The EPG text data extracting section 13 extracts text data from each of the EPG information supplied from the EPG acquiring section 12 and the EPG information supplied from the iEPG acquiring section 14, and supplies the text data to a morphological analysis section 15.

The morphological analysis section 15 divides the text data of the EPG information into the smallest meaningful units of language (hereinafter, this is referred to as words), identifies the word class of each of the words through comparison against information registered in a dictionary storing section 16, thereby executing a morphological analysis process.
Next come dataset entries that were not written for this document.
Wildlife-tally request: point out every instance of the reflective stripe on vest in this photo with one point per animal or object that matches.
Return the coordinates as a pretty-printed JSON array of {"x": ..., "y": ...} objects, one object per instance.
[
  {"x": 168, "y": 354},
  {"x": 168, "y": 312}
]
The morphological analysis section 15 then stores the results of the morphological analysis into a morphological analysis result buffer 17. Further, the morphological analysis section 15 controls an exclusion processing section 15a so as to exclude (eliminate) target words to be excluded, such as personal names and words that clearly do not represent features of program description, from the text data stored in the morphological analysis section 15, and supplies other words to the morphological analysis section 15. Words that clearly do not represent features of program description are those words such as interruption, pause, recording, or URL (uniform Resource Locator) or WWW (World Wide Web). Of the word classes classified by the morphological analysis process, the morphological analysis section 15 classifies the words classified as so-called nouns, such as general nouns and proper nouns, into more finely defined keyword attributes described later.

The genre extracting section 19 extracts genre information set for each individual program included in the EPG information and supplies the information to a keyword extracting section 18. More specifically, as shown in FIGS. 2 to 4, genres included in the EPG information are grouped into main genres and sub-genres. The genre extracting section 19 extracts information of main genres and sub-genres included in the EPG information and supplies the information to the keyword extracting section 18.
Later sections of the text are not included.